4.2.4.1. Purpose: identify the copyright holders and associated dates of their copyright that are in this specific file if known. Note: Copyright holder identifier may have developer names, companies, email addresses, so we’ll probably need a generic string mechanism (including international characters). Since there may be multiple per file, need a way of having separators between them.

4.2.4.2. Format: [ “copyright holder”:”date(s)”]*

4.2.4.3. Example: “Linus Torvalds”:”1996-2010”

4.2.5. ?

5. Standard License Identifiers

5.1. Rationale for licenses to choose to standardize identifiers. Focus on standardizing the most commonly used rather than all. Align with any other standardization efforts underway here that will meet the need.

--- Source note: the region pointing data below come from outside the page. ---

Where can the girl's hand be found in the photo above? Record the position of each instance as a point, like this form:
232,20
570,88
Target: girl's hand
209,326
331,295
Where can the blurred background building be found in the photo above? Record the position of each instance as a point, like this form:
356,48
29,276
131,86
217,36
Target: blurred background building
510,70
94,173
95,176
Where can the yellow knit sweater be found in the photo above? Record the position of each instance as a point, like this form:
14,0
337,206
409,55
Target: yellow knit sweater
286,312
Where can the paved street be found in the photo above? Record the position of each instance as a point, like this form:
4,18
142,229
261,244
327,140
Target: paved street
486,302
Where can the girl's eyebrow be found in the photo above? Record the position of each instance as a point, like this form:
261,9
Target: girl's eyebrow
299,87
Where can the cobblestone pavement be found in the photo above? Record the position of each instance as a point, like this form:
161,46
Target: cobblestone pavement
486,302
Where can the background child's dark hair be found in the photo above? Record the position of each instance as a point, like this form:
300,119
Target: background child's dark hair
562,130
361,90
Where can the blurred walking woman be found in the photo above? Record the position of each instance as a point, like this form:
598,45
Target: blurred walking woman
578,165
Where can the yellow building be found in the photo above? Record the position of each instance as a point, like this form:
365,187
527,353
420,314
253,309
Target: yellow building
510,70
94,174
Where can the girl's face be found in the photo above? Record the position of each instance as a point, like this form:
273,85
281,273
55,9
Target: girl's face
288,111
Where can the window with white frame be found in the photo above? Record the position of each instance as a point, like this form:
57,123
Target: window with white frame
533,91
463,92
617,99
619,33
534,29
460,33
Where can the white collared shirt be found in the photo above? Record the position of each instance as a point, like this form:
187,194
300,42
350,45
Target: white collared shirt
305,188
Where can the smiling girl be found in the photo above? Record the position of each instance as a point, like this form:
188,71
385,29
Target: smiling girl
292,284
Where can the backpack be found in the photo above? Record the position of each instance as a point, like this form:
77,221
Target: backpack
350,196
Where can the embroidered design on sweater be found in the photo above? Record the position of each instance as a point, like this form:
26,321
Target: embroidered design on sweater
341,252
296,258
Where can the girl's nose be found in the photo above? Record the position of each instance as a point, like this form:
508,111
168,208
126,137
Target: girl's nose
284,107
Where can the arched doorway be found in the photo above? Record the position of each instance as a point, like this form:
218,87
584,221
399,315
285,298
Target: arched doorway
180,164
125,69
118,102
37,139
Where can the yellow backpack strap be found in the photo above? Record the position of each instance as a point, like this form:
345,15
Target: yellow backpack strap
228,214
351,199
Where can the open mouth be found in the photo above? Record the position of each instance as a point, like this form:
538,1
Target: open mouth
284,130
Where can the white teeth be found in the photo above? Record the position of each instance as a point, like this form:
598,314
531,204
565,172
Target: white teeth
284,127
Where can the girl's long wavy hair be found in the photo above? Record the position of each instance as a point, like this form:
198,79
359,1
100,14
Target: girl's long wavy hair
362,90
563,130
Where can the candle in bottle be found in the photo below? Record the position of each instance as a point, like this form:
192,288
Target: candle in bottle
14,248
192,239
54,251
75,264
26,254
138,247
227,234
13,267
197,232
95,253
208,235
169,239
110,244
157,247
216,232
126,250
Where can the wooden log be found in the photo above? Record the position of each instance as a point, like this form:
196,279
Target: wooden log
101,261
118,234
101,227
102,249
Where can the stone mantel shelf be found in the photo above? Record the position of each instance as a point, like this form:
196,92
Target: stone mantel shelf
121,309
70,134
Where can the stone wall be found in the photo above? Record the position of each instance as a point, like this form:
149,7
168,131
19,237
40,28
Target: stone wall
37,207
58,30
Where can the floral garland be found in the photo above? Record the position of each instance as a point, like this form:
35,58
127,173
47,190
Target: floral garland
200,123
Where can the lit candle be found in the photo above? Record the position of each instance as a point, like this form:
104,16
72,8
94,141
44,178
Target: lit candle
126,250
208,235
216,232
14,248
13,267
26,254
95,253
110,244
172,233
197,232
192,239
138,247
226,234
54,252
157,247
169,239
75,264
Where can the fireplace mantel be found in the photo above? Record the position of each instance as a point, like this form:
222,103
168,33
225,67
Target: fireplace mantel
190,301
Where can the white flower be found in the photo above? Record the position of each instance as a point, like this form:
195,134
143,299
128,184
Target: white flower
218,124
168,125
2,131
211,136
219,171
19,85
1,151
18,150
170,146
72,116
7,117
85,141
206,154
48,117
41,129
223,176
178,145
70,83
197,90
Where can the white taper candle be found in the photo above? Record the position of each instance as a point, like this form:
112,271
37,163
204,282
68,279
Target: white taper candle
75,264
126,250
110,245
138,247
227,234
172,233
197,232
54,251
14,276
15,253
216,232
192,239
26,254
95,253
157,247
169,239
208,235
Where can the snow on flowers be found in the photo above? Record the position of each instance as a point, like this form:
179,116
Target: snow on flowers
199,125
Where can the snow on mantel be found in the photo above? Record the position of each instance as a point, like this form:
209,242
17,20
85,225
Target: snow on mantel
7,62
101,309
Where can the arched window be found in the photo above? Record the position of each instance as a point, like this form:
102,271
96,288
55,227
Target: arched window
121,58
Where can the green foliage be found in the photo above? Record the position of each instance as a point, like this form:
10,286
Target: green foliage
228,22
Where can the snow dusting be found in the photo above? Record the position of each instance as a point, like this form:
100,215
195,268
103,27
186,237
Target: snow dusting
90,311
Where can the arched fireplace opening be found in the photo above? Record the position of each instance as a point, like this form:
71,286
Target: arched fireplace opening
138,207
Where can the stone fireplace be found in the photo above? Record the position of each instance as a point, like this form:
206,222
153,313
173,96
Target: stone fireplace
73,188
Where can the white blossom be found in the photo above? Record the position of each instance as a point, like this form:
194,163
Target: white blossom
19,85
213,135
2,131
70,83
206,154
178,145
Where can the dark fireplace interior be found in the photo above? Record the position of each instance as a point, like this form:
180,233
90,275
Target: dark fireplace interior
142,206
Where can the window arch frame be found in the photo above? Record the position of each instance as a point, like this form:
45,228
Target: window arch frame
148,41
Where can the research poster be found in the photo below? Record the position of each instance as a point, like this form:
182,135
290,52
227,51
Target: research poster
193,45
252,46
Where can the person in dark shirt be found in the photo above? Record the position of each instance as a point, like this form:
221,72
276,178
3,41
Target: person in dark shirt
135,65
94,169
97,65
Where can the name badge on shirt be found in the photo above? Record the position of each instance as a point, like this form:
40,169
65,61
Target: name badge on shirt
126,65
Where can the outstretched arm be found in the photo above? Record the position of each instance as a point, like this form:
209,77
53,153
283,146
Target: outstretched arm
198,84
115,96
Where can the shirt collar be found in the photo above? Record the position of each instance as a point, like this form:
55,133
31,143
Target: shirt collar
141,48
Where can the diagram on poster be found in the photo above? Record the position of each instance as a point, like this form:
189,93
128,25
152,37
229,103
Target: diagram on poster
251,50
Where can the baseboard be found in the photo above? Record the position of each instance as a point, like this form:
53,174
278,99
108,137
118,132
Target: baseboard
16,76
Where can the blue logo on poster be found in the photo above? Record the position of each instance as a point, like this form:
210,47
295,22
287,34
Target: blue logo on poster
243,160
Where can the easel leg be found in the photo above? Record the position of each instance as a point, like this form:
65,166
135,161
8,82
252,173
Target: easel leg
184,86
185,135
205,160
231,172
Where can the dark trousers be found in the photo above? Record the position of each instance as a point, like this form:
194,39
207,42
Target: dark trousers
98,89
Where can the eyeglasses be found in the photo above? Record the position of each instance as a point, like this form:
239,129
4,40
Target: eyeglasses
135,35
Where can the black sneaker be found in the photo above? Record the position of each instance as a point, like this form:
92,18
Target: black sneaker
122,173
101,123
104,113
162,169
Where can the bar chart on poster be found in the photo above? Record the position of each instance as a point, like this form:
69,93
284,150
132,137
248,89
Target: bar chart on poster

5.2. Table of standard licenses and their identifiers

<tbody> </tbody>

Identifier

Full name

Official Source Text

GPL2.0

GNU General Public License (GPL) Ver. 2, June 1991

http://www.gnu.org/copyleft/gpl.hmtl

GPL3.0

...

 

 

 

 

 

 

 

 

 

 

 

 

 

 

 

 

 

 

 

 

 

 

6. Definitions

1. Package: ...

2. Date range: [YYYY,]*[YYYY-]YYYY syntax for multiple ranges needed.